Arnold Dreyblatt – ChoiceChoice finds Arnold Dreyblatt making his instruments and chosen musicians sing and chime from minimalism to moments of forthright completeness over two sides of vinyl which demand an honest listen and are ultimately rewarding when given such. Curated from more than thirty years (1981-2007) of live recordings, the LP is all the more remarkable for not sounding like a compilation of music made over such a long time-frame at all.

Sometimes his titles are quite literal, as in “Striking,” where the sharp brush of hand or object on strings is overwhelmed by the churn of longer sustaining tones. Tumbling strings prick the air in a frenetic parade on “Harptones” and the harmonic drones of “Regal Sustain” fill the air with the buzzing sounds of a mechanical summer. “Flowchart” is one of the longer pieces which drifts from somnolence to emergent not-quite rhythms which clatter and clack to their own particular stride. The hurdy-gurdy and spoons (or is it in fact Jason Khan at the cimbalom?) of “Sideband” give off the atmosphere of a primitivist soirée where the musicians and audience are gathered around a jug of home-brew to make and enjoy music together, while “The Odd Fellows” positively soars on cycles of brightly-played chords and omnipresent, long drawn-out flows which prod at the edges of discordance while maintaining an arresting charm.

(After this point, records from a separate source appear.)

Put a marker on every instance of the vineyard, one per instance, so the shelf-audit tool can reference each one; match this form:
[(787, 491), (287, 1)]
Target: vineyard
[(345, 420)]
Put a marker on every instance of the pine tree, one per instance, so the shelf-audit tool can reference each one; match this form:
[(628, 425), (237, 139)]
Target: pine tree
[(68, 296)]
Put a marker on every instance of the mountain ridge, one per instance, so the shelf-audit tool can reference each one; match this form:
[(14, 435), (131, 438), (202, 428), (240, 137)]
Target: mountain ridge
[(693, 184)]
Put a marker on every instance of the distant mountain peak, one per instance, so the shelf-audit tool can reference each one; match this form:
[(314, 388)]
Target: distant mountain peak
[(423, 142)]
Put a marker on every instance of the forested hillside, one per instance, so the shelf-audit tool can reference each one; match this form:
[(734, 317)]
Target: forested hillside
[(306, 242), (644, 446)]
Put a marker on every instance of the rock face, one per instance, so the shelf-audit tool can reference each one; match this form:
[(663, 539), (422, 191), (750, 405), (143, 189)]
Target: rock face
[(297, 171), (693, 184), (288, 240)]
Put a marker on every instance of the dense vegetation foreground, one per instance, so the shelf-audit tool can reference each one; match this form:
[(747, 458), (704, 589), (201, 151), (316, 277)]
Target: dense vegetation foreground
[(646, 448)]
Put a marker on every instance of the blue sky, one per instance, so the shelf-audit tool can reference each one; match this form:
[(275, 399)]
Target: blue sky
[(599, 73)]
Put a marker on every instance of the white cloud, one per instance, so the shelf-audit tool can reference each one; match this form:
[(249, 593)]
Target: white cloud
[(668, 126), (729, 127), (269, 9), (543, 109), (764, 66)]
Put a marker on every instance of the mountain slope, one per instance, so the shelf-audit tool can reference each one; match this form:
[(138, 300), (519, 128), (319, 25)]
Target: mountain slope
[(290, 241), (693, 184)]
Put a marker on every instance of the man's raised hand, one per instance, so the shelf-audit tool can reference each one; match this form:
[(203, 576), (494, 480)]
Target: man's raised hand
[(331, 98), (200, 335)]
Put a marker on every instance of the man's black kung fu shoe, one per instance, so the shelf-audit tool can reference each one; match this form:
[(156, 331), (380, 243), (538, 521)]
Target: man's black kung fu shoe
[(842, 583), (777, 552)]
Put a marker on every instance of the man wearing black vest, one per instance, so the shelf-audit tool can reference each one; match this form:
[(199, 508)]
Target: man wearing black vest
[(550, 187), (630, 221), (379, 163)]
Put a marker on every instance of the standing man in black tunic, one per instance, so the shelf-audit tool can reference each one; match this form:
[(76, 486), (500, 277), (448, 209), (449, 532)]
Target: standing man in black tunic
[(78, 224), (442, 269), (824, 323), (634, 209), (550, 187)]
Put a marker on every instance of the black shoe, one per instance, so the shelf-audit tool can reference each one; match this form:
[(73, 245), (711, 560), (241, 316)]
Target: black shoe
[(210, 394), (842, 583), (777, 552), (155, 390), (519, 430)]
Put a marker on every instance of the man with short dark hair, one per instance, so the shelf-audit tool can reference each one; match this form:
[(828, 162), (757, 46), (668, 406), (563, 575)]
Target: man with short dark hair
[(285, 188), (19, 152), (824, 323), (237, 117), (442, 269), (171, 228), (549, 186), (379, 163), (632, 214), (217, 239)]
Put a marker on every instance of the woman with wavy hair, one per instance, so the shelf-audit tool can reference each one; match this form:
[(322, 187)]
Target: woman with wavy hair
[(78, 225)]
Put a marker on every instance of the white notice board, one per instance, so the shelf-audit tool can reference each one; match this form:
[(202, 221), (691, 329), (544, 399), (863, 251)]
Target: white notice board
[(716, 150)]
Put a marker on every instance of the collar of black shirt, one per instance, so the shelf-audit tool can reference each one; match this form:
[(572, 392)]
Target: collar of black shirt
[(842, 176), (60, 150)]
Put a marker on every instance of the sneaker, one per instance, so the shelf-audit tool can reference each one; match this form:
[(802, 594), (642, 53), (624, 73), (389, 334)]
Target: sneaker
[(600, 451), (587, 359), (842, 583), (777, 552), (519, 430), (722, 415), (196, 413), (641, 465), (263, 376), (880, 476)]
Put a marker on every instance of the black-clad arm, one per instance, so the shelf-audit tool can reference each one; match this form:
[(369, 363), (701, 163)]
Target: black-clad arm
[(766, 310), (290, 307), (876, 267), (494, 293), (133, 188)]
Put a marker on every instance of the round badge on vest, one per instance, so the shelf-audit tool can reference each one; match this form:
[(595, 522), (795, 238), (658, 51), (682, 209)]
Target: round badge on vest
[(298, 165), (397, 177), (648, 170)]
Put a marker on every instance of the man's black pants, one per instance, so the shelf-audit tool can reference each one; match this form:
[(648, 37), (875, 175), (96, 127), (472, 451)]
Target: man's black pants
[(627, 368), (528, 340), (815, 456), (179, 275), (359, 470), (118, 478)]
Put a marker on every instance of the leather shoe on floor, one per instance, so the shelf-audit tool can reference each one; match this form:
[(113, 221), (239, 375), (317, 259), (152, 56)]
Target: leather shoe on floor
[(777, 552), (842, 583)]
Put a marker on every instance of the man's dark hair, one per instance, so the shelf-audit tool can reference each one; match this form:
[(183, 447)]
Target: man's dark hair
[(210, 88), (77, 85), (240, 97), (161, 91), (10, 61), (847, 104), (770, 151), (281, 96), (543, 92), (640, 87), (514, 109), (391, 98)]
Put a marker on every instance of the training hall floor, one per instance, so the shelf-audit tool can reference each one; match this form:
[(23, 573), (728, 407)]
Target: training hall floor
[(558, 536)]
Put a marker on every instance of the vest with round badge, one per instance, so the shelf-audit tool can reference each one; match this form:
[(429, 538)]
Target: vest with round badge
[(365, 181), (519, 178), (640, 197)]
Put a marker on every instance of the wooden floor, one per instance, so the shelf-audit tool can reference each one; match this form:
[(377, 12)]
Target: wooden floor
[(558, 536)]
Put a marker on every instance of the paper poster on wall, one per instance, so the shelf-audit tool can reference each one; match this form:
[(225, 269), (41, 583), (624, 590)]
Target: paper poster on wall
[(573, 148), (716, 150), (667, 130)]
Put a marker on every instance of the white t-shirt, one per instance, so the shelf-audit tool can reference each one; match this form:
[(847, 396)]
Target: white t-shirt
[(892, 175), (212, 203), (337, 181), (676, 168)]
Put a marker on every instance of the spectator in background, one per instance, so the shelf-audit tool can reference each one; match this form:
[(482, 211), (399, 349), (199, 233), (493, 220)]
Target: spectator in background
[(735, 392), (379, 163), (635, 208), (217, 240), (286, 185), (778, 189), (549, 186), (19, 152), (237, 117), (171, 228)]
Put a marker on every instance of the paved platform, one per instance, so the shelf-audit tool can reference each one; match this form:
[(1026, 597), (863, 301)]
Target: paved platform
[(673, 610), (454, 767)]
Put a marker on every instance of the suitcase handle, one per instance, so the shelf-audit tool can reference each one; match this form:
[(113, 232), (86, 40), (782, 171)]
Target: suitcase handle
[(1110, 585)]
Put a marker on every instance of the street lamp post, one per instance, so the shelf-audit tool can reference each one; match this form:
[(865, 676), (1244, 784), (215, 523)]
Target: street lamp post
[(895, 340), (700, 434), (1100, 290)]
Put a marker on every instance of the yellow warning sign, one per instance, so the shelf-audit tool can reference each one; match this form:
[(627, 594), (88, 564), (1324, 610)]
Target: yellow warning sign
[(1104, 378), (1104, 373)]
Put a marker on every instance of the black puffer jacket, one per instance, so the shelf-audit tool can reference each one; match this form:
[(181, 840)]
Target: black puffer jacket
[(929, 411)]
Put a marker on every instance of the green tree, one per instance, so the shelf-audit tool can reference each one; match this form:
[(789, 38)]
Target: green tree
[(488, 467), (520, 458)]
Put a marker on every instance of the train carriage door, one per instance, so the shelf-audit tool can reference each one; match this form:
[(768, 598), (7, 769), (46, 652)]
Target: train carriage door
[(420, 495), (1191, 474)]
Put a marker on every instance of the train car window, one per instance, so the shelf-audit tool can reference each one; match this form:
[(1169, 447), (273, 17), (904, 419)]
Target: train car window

So is it folk music or is it art? Frankly, who really cares at the distinction? It’s facile, clichéd even, to approach recordings like Dreyblatt’s as some sort of avant-garde difficult listening project. There are no songs, no hooks in a conventional sense, plenty of meandering; and the piercing whistles which introduce the hauntingly present “Organ Music for 16 Hands” are certainly a challenge which is hard to ignore. The reality on Choice is that the listener has just that – and it’s usually a straightforward decision to plunge headlong into the (mostly) joyful sounds which he produces here with a feeling of pleasure at the modestly-attired compositions and to revel in the musicianship on display from his performers.